Spitalfinanzierung
publiziert: Montag, 13. Jan 2003 / 07:30 Uhr / aktualisiert: Montag, 13. Jan 2003 / 07:47 Uhr

Bern - Die Kantone müssen auf Grund eines Urteils des Eidg. Versicherungsgerichtes auch die Spitalkosten von Patienten mit Zusatzversicherung subventionieren. Am 9. Februar hat das Volk zu entscheiden, wie kantonsverträglich dieses Urteil umgesetzt wird.

Das Versicherungsgericht verpflichtet die Kantone, die Grundversicherung auch bei Zusatzversicherten hälftig mitzufinanzieren. Die sofortige Anwendung kostete die Kantone jährlich 700 Millionen Franken mehr, die in ihren Budgets nicht eingestellt sind.

Das Parlament hat dieses Problem mit einem dringlichen Bundesgesetz entschärft, das rückwirkend auf den 1. Januar 2002 in Kraft getreten ist. Im letzten Jahr zahlten die Kantone 300 Millionen, im laufenden Jahr werden es 400 Millionen sein, im Jahr 2004 dann 500 Millionen.

Dies ist eine Übergangsregelung bis zur zweiten Teilrevision des Krankenversicherungsgesetzes (KVG), mit der die Spitalfinanzierung von Grund auf neu geregelt werden soll. Sie will einen langjährigen Streit zwischen Kantonen und Krankenkassen mit einem Kompromiss beenden.

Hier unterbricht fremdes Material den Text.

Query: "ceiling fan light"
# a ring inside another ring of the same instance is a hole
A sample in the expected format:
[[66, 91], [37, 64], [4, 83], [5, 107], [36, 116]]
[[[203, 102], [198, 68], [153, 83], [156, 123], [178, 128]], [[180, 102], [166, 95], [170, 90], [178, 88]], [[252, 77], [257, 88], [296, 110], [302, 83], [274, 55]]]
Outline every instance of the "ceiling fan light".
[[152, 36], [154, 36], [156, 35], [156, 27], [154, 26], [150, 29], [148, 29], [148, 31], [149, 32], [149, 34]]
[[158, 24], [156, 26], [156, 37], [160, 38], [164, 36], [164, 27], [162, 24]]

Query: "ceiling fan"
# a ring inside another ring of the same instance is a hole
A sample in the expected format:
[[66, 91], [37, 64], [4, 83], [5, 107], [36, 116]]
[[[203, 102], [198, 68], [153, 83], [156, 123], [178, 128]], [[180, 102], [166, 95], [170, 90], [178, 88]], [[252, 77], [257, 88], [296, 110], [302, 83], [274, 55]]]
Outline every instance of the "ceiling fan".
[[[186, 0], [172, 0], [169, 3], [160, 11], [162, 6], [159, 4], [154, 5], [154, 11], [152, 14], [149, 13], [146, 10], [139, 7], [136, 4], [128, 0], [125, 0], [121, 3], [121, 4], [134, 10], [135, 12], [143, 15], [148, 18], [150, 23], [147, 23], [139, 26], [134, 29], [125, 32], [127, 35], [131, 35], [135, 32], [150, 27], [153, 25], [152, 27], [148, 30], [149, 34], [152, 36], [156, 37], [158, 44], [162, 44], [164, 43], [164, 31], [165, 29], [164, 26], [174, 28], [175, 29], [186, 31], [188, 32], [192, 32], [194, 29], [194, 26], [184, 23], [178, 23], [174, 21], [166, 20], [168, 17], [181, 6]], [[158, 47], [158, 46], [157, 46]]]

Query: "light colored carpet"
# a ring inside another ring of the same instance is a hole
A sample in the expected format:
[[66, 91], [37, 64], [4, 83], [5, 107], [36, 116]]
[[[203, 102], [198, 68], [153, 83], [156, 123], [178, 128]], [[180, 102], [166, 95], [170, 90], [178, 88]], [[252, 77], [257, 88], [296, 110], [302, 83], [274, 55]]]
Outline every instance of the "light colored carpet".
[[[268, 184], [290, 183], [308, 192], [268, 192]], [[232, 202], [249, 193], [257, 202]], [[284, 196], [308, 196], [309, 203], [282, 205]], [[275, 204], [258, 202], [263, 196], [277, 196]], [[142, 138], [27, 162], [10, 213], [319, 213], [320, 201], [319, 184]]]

Gegen das Gesetz haben die Kassen Assura und Supra, die rund 5 Prozent der Versicherten vertreten, das Referendum eingereicht. Sie rügen, die Kantone hätten sich ihren Verpflichtungen entzogen. Zusatzversicherte würden gezwungen, Spitalkosten zu bezahlen, für die sie bereits mit ihren Steuern aufkämen.

Die beiden Kassen sind einsam in der politischen Landschaft. Bundesrat, Nationalrat und Ständerat stehen einstimmig hinter dem Kompromiss zwischen den Kantonen und Kassen. Deren Dachverband santésuisse bedauert, dass es überhaupt zu diesem unnötigen Abstimmungskampf kommen muss.

Nach Meinung des breit abgestützten Komitees Ja zu einer gesunden Spitalfinanzierung haben es die Stimmberechtigten am 9. Februar mit einem Propagandareferendum zweier Kassen zu tun. Bei einem Nein drohten Steuererhöhungen, Sparmassnahmen und ein Abrechnungschaos.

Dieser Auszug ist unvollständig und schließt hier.